Seneca Libraries’ faculty and staff are individually accountable for compliance with these guidelines.


1. Collection Goals of Seneca Libraries

  • Maximize holdings in electronic formats in order to enhance accessibility and align with Seneca's curriculum (currently 96% of the collection is in electronic formats)
  • Align library collections and their formats with Seneca Polytechnic's teaching, learning and scholarly activities. Seneca Libraries supports the direction and priorities of the college as expressed in the college's business and strategic pans and other relevant documents, including equitability, sustainability and moving towards a more virtual college
  • Identify, preserve and make available for use Seneca’s records of long-term value, both in person and online

2. Collection Selection and Management Responsibility

  • Director of Seneca Libraries:
    • Ensures that these guidelines are implemented and maintained
    • Allocates the information resources budget for Seneca Libraries in collaboration with the Associate Director
  • Associate Director Information Resources, Digital Services and Archives:
    • Provides vision and leadership in the development, coordination, delivery and review of the library's collections and services
    • Manages collection budget allocations and staffing and oversees processes associated with the development of archival collections, acquisition and maintenance of information resources and their access
    • Manages processes associated with the deselection of materials
    • Manages affiliated data collection for quality assurance
  • Information Resource Librarians:
    • Profile curricula and collections use in specific subject areas to determine information resource needs
    • Select materials for purchase
    • Remove materials from Seneca Libraries’ collections
    • Liaise with program faculty to raise awareness of existing resources and develop collaborative communication pathways for the assessment and acquisition of new resources
  • Print and Electronic Resources Team (PERT):
    • Meets regularly to discuss projects, challenges and successes regarding collection development and management
    • Shares best practices, makes recommendations and develops and implements new collection development and collection management initiatives, activities and procedures
  • Seneca Faculty and Students:
    • Are encouraged to recommend information resources in their subject areas of expertise or study
    • May play a role in the development of archival fonds and collections
  • Archivist:
    • Identifies, appraises, acquires and classifies materials relevant to an academic research audience
    • Liaises with internal and external community and performs outreach activities
    • Develops and revises Archival Guidelines
  • Metadata Librarian:
    • Creates and maintains metadata for local collections of digital objects
    • Acquires and manages local digital object holdings
  • Digital Resources Librarian:
    • Establishes and maintains electronic resource vendor relations
    • Discovers opportunities for consortia or group licensing of electronic information resources
    • Collects and analyzes product holdings and usage data
    • Prepares budget projections for licensed electronic resource collections
    • Provides license term guidance to information resource librarians
  • Technical Services Librarian:
    • Establishes and maintains product acquisition processes
    • Prepares budget reports for information resource librarians

3. Clientele

Seneca Libraries’ collections are intended primarily to support the information needs of students enrolled at Seneca Polytechnic, as well as to meet the preparatory, instructional and research needs of faculty members. Other members of the Seneca community in general also make use of Seneca Libraries’ collections and archives on site.

4. Intellectual Freedom

Access to ideas and full freedom of expression are fundamental to the education process. Seneca Libraries’ collection includes materials representing a wide variety of viewpoints. The library does not, at the request of any individual or group, add materials that do not meet the library’s stated selection criteria or remove materials that do meet the library’s stated selection criteria.

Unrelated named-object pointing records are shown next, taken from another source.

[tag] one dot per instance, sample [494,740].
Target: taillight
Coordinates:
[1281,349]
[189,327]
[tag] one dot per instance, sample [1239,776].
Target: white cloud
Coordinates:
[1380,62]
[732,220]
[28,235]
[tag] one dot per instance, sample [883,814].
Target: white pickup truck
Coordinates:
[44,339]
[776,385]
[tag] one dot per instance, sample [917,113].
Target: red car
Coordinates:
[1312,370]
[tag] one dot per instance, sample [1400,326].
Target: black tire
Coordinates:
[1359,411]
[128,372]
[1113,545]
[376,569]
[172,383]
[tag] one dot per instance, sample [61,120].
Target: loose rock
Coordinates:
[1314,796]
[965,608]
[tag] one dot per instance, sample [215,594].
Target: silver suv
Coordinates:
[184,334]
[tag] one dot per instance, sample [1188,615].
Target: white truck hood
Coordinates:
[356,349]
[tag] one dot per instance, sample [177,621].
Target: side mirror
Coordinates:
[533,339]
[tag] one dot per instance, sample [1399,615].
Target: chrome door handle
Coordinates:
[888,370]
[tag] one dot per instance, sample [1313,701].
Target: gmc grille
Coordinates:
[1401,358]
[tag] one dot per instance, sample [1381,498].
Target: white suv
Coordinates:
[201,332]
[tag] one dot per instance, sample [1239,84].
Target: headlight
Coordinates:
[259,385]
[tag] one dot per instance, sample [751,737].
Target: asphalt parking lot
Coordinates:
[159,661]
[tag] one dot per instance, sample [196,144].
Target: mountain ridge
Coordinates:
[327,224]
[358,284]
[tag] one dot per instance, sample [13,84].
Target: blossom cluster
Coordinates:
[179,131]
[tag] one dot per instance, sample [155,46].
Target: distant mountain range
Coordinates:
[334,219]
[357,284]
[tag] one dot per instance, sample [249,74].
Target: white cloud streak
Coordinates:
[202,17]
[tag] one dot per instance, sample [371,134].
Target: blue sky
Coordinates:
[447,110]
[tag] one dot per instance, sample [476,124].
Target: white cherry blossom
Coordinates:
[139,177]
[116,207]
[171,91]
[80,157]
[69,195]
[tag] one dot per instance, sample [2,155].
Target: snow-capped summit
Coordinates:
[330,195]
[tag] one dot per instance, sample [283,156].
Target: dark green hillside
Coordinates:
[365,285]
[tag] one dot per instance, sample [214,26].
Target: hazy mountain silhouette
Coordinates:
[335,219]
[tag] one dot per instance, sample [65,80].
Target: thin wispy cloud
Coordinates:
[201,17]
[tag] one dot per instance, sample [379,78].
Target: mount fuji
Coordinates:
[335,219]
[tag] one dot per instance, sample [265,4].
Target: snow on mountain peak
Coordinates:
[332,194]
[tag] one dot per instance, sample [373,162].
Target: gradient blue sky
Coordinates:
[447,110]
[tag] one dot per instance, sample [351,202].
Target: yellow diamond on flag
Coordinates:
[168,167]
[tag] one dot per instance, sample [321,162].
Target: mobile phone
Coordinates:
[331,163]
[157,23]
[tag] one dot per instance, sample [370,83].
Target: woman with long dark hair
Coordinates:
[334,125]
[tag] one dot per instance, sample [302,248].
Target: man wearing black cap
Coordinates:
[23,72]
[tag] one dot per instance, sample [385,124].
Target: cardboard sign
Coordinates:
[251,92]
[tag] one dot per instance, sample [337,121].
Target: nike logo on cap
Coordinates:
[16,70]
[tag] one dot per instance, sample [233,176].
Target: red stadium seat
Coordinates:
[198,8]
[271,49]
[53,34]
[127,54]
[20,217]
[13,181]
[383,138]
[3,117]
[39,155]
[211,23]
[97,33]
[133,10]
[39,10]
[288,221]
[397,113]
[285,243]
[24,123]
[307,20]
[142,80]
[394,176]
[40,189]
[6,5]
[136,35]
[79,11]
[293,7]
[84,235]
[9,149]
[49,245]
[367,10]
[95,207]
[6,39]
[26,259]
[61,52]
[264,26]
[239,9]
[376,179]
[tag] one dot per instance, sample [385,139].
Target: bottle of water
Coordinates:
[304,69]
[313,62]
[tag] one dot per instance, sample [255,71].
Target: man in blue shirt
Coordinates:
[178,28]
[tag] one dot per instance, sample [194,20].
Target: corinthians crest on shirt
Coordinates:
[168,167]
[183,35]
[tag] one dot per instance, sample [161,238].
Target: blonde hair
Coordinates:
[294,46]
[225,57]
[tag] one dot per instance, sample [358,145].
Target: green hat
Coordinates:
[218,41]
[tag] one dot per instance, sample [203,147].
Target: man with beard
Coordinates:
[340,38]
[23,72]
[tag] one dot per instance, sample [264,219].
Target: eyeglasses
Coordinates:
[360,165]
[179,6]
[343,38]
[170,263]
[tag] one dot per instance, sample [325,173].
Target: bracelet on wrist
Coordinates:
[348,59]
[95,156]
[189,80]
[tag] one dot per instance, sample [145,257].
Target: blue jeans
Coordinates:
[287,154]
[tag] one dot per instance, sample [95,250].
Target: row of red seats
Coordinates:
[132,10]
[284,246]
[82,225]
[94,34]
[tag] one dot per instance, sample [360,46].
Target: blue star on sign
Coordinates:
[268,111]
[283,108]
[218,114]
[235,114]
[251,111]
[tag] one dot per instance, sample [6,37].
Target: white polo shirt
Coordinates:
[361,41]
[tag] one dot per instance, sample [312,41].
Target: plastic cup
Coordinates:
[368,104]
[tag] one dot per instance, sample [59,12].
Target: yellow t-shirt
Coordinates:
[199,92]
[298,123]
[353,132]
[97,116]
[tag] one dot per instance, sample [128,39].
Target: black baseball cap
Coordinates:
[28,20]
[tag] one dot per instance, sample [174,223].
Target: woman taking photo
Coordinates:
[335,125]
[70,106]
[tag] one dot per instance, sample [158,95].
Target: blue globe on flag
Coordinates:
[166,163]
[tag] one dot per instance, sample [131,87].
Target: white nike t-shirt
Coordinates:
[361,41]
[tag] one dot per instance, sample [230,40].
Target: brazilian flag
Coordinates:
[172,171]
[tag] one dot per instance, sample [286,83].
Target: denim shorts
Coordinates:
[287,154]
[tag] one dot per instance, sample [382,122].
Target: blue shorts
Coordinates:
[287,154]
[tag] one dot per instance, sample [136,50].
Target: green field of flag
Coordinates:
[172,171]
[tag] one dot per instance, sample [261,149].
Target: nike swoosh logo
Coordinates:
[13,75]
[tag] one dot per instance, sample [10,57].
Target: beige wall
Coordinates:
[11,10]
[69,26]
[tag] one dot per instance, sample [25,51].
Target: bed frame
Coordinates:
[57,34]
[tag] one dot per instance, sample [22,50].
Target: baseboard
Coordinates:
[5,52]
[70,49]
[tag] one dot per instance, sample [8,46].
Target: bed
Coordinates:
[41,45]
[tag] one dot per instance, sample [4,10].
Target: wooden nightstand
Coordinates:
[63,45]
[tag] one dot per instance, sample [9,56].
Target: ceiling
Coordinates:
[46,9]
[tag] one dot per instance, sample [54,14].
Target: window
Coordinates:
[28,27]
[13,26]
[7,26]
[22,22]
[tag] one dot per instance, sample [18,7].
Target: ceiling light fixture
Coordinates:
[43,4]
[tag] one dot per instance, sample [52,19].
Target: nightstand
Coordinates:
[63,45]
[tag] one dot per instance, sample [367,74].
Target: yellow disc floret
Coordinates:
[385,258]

5. Equity, Diversity and Indigenization

Seneca Libraries is committed to the principles of equity, diversity, inclusion, and indigenization.

Seneca Libraries endeavors to develop and curate collections that represent the voices, ways of knowing, research pedagogies, histories and traditions of Black and Indigenous peoples, as well as People of Colour and other underrepresented communities.

Equal access to information goes hand in hand with a commitment to intellectual freedom and diversity of collections. To this end, Seneca Libraries engages in a number of activities, including Open Access initiatives and compliance with the Accessibility for Ontarians with Disabilities Act (AODA).

Seneca Libraries understands that an acceptance of differences can place individual and collective values in conflict, and is committed to practicing tolerance, cultural humility, empathy and understanding.

Seneca Libraries actively seeks acquisition suggestions from the Seneca community to help meet the above goals.

Seneca Libraries has created a set of Indigenous Studies collections guidelines.

6. Selection Criteria

Access, currency, reliability (reputed authors, publishers and producers), usability, sustainability and relevance to the information needs of our clientele are the library's main considerations in selecting materials for purchase. An item’s likelihood of use based on past usage trends also drives selection decisions. Priority is given to potential acquisitions that update or supplement existing items in the collection, address gaps or weaknesses and build comprehensiveness. Information resources must be suitable to the academic level of the courses taught at Seneca.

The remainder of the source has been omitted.